Clean Future

India To See Major Growth In Domestic Solar Manufacturing

There is a mismatch between India’s ambitious target to increase its solar power generation capacity to 100 Gigawatt by 2022 and having just a 3 Gw local manufacturing base for solar cells and 9 Gw for panels.

This has fueled the growth in import of cheap solar components worth over Rs 80,000 crore in the past five years, but this can not go on forever.

India will have to develops a domestic base of manufacturing capacity that is able to significantly replace the solar imports, if not eliminate them completely.

Bridge To India puts the country’s total operational installed solar module manufacturing capacity at only around 4 GW and projects this capacity to grow by an additional 4-5 GW in the next 4 years.

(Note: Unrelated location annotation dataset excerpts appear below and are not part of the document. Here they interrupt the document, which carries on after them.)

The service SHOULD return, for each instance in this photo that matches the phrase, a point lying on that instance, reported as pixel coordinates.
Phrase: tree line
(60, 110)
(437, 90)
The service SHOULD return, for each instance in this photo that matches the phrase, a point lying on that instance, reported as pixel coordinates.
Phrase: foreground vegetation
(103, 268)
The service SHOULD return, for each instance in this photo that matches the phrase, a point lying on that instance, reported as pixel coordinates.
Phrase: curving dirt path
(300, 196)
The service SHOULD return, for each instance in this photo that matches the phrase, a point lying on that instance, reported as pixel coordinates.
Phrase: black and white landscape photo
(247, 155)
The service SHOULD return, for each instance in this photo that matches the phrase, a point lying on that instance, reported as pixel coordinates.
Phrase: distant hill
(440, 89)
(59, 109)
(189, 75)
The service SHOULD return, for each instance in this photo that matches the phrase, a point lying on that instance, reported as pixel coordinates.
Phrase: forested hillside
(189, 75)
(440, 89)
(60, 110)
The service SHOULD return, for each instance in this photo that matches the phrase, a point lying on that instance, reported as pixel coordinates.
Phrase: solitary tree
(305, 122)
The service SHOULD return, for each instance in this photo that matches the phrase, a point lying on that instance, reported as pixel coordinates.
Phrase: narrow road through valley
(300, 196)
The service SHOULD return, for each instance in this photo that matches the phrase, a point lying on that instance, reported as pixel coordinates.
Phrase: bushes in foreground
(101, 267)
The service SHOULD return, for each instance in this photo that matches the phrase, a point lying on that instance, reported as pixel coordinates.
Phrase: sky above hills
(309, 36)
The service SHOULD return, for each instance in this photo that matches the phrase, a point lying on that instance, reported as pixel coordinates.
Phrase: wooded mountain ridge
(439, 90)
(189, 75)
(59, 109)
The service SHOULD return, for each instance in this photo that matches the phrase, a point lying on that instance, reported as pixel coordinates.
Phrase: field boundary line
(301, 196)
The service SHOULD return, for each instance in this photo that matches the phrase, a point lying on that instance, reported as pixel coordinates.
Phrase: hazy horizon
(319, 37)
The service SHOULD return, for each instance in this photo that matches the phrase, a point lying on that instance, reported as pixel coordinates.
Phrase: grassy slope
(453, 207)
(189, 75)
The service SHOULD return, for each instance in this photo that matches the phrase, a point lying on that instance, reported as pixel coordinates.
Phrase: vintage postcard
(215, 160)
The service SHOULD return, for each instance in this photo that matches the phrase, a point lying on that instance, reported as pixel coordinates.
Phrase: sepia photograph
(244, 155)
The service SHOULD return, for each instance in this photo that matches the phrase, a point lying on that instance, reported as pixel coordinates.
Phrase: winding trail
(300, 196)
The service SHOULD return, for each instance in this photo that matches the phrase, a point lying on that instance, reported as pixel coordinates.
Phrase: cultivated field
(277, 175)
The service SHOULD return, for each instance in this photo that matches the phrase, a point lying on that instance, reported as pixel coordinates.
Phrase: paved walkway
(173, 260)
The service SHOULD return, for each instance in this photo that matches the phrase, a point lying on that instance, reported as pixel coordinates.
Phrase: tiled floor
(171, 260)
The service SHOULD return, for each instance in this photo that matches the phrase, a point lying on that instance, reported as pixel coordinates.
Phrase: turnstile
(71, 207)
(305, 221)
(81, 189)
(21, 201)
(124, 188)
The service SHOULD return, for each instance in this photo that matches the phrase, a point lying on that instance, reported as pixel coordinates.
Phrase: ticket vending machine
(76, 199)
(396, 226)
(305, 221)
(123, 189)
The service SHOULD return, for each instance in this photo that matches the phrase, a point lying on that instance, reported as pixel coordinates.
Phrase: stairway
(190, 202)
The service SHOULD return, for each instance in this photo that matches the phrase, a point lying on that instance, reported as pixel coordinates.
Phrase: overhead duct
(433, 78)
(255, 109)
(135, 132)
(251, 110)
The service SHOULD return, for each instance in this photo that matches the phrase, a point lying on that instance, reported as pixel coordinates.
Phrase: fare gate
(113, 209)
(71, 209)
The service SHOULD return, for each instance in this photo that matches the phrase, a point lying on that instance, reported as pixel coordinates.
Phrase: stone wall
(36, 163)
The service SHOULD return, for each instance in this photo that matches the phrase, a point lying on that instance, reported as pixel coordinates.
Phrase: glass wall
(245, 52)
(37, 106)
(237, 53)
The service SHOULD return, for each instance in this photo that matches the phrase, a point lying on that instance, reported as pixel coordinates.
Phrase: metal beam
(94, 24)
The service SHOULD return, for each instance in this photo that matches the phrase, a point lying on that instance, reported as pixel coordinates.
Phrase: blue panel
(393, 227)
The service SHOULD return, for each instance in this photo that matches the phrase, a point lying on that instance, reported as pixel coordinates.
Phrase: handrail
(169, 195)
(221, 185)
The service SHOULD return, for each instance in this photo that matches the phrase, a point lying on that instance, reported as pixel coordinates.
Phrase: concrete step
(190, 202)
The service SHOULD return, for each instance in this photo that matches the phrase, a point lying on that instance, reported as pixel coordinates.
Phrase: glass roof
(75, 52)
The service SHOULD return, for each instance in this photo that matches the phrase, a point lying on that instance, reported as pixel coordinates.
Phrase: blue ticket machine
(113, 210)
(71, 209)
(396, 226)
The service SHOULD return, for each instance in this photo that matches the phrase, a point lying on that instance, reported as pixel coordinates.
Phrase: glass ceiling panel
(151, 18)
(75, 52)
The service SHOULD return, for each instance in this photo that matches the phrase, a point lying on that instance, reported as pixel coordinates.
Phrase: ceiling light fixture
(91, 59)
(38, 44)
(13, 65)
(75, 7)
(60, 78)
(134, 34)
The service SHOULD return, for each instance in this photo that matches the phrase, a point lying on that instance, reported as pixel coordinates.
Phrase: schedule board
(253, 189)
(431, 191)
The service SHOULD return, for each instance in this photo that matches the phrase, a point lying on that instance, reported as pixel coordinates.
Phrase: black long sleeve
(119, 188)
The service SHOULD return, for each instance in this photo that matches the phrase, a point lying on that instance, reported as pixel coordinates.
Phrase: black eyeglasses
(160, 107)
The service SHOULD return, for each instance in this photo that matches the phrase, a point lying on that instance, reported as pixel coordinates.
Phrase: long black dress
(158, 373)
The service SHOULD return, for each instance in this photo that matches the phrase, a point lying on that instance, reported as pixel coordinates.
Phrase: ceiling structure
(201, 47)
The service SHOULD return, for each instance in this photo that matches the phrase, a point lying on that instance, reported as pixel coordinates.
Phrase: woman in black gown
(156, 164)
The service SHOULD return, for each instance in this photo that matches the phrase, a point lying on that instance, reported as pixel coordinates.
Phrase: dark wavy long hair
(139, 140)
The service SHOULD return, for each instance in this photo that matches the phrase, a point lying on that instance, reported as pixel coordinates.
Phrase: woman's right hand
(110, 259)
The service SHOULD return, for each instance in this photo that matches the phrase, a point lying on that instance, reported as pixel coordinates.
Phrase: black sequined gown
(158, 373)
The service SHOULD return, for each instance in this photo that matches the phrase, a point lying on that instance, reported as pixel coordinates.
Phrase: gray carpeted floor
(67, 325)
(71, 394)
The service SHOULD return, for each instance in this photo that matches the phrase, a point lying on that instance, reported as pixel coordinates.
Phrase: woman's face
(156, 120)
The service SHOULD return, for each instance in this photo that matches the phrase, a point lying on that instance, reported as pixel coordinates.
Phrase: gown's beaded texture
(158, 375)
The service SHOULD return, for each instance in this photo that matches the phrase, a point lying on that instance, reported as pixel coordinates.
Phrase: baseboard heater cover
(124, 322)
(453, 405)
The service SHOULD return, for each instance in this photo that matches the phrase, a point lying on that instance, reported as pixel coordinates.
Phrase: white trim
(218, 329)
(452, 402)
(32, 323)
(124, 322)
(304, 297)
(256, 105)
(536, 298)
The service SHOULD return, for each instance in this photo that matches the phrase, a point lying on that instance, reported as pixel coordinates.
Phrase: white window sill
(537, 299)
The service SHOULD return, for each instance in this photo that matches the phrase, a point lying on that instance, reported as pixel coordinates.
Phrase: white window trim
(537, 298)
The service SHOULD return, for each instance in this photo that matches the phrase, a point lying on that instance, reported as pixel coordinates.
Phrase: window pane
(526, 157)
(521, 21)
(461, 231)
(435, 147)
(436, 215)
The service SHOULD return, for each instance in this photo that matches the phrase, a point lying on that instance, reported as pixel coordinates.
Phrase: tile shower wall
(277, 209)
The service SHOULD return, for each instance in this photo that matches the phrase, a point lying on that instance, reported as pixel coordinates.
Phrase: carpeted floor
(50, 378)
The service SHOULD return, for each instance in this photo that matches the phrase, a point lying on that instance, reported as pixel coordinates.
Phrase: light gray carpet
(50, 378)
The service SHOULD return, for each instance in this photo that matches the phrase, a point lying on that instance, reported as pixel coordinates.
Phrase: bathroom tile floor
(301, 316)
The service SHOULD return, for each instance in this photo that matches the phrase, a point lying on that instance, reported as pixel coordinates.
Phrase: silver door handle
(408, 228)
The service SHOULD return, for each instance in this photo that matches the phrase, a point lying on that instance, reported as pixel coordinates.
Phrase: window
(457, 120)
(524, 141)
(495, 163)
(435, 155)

Also, the operational manufacturing capacity for solar cells stands at 1 GW and is expected to grow by an additional 2-4 GW in the next 4 years, it says.

PwC on the other hand estimates cell manufacturing capacity of 3 GW and operational module manufacturing capacity at around 9 GW.

Module manufacturing in India has grown at a CAGR of 40 per cent with 4-5 GW additions taking place in the last 2 years alone.

Going by this trend, the module manufacturing capacity of India could possibly reach as high as 20-25 GW by FY 2023.

The government’s well-established growth trajectory has prompted players like Vikram Solar, LONGi Solar and Adani to announce plans on establishing and expanding GW-scale module manufacturing plants over the next few years.

In a major report released earlier this year, global Research and consultancy firm Wood Mackenzie, had expressed confidence in India’s long-term development progress in the solar sector saying that it expects the country to continue to remain the third-largest solar market globally in 2019.

But, according to the firm, progress is still not sufficient to meet the target.